Meyer after all reached even greater heights just a few years later when he co-wrote and directed Star Trek II: The Wrath of Khan, widely regarded as one of the finest science-fiction movies of all time. Alexander probably never became as well known for anything else, but even he then released a sequel to the novel as recent as 2011, Jaclyn the Ripper, which sees Stephenson’s daughter menace the future when she tries to pick up where daddy left off. Alexander sadly died just last year, but Meyer is still going strong – involved as he is in the brand new Bryan Fuller-led Star Trek series arriving on CBS in 2017. Nonetheless, Time After Time remains in the past, perhaps because it does *feel* rooted in the age it was made; the film sees Wells travel to 1979 San Francisco and watching it back now, with Stephenson in very 70’s disco clubs trolling for victims and Wells interacting with now dated technology and innovation, it oddly feels even less timeless than The Time Machine, Wells’ classic Victorian-era public domain novel Alexander took a leap from in writing his book.
It remains nonetheless a well-written, performed and directed film, a film I would champion to anyone as a lost gem of the 1970’s, but ABC are not the first people to consider how such a great story deserves updating. I myself have half a fan screenplay on my computer for a modern update of Time After Time, placing Wells in Apple Stores being utterly amazed by iPads. I wrote that in 2011. iPads are themselves already starting to date. If I tweaked it now, I’d be having him experience Google Glass or PlayStation VR. By 2020, no doubt the next innovation will be at the door. It’s a timeless concept, but one prone to being ironically stuck in time too. This is where the brand new ABC series will have to be careful. It doesn’t have the hand of Alexander or Meyer carefully stewarding it, and the trailer for all the world looks like a very faithful adaptation of the novel (indeed it gives way way too much of it away, certainly if those events span more than just the pilot).

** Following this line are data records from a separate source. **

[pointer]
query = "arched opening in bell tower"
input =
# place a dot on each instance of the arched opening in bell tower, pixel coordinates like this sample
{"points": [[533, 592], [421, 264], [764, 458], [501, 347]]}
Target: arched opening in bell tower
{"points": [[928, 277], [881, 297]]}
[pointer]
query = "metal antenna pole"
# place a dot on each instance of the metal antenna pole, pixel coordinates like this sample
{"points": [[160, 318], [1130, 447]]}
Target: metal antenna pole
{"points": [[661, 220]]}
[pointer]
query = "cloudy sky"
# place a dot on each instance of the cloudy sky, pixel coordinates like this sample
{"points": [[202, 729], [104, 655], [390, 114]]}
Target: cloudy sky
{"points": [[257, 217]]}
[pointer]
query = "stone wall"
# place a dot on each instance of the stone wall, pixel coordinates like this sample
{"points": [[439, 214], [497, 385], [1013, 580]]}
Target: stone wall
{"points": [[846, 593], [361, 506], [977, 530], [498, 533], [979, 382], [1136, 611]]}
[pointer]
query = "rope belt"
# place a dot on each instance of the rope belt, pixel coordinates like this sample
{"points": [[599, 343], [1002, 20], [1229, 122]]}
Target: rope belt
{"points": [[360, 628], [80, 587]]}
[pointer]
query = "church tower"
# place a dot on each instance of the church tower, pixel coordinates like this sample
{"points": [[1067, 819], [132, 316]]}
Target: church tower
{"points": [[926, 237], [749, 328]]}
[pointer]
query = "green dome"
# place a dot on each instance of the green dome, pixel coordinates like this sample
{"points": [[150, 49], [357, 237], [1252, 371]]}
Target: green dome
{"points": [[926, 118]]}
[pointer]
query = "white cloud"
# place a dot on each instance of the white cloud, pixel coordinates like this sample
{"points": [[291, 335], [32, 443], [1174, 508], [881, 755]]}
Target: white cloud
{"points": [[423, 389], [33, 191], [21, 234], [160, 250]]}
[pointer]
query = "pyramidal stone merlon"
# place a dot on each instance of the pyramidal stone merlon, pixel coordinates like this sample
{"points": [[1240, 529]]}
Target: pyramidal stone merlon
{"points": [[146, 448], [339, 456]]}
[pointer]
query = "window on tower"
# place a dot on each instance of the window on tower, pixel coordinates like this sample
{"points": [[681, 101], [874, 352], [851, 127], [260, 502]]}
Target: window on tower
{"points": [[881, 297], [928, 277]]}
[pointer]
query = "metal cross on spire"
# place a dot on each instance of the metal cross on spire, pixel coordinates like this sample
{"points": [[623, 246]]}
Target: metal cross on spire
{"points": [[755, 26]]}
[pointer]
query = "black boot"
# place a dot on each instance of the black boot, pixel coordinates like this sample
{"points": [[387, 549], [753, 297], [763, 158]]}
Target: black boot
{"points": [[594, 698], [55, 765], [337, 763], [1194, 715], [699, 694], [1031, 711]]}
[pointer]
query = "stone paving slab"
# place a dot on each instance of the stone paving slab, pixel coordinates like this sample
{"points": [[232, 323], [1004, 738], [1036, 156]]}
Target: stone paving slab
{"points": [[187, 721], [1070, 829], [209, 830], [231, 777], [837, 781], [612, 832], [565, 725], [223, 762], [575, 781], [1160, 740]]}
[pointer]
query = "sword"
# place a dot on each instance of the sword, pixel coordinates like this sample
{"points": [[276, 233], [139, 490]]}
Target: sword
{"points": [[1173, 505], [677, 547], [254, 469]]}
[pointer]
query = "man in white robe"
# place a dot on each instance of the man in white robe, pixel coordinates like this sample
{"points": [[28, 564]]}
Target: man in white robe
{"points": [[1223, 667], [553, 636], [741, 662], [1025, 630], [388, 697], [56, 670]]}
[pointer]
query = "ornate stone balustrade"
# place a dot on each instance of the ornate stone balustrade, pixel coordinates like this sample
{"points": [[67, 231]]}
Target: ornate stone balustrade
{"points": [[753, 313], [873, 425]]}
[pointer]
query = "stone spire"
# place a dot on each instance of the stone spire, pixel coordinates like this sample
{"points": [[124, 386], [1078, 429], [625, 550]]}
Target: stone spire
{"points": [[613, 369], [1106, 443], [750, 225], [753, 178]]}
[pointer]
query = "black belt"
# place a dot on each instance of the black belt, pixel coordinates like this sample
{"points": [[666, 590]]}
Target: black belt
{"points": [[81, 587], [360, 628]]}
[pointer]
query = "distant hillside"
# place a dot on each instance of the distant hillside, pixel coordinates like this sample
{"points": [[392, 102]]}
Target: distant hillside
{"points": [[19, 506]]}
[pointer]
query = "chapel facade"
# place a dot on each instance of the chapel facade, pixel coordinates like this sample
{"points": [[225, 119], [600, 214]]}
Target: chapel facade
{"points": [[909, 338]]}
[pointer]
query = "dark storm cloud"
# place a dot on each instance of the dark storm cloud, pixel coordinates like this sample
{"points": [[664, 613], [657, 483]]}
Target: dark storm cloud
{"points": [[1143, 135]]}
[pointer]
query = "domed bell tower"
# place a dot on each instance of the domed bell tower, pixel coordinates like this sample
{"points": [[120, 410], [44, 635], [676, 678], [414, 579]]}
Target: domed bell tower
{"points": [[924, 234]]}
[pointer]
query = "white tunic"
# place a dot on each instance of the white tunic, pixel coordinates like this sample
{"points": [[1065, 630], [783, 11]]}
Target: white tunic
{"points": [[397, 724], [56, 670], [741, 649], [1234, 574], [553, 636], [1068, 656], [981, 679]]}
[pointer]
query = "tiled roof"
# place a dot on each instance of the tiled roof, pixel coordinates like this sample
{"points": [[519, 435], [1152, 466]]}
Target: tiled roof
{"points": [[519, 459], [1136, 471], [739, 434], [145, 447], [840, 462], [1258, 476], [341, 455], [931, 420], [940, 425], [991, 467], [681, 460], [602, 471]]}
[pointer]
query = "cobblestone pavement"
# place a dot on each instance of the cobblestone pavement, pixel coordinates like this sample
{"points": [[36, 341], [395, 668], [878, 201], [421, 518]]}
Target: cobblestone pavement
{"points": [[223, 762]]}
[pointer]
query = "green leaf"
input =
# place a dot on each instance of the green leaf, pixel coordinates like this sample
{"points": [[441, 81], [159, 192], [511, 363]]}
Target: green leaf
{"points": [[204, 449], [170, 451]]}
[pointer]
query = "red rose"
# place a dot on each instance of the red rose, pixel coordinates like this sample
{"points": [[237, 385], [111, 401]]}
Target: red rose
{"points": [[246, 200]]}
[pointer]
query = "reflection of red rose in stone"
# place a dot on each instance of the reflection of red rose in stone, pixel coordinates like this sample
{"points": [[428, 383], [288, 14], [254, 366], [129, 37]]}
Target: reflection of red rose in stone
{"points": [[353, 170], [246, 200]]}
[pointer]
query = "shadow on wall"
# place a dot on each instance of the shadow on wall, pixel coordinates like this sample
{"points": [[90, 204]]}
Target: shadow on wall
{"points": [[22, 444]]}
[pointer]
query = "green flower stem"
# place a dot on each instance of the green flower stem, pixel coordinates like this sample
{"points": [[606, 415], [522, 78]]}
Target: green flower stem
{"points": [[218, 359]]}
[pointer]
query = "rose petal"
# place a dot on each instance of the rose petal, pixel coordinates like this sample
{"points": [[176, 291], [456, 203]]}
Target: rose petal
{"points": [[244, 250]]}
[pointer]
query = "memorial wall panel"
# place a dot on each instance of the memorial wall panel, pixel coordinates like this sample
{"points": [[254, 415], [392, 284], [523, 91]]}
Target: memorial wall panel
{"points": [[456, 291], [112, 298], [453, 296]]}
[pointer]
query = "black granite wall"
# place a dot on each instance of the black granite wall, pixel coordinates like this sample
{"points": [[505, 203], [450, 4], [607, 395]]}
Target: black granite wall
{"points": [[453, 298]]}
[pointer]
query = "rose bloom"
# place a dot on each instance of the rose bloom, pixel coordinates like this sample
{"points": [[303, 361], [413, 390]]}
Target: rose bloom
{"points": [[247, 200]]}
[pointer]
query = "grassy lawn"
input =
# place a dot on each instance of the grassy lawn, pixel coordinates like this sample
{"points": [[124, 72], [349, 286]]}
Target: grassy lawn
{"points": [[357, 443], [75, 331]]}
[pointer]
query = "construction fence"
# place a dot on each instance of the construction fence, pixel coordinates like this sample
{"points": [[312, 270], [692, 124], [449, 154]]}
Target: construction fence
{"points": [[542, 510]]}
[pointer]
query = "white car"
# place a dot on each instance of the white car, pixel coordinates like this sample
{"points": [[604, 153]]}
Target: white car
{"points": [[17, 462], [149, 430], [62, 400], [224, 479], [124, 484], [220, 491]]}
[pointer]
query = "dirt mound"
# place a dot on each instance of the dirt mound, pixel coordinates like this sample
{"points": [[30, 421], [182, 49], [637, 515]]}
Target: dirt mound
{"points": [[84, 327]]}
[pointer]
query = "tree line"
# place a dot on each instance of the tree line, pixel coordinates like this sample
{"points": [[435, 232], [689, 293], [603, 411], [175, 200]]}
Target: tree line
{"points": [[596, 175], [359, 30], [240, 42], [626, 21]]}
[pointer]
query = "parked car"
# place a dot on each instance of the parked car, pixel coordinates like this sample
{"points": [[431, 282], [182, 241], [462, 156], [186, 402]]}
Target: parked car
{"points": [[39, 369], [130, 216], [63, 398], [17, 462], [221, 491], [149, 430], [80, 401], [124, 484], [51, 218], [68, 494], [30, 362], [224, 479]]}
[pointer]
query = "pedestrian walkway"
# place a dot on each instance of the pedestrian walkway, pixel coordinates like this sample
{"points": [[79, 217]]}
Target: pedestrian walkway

It does however throw a few extra components in the novel lacks – the final conversation as Wells meets his black great-granddaughter is most certainly new and in order to extend the novel (which has a very contained, complete story) beyond its components, showrunner Kevin Williamson will have to be adding fresh elements which give the series continuing legs. Will Wells start travelling to other time periods? Will he be recruited by the government to track down other infamous bad guys across history? The possibilities to build out the concept are wide but also a little dangerous. It could lose that essence of what made the original novel so compelling, and the film so enjoyable – not just the fish out of water element with Wells’ utterly eccentric character in the modern world (which the trailer suggests is fairly quickly ditched), but also the underlying social commentary about the meaning of a utopian society, and quite what we can make of our future.
One can hope that Williamson will capture the style and tone of the source material, and we may well end up with a fun, fresh new modern take on a great novel in Time After Time. Before the brand new series drops however, dig out Meyer’s movie and give it a watch. Time, after all, is on your side.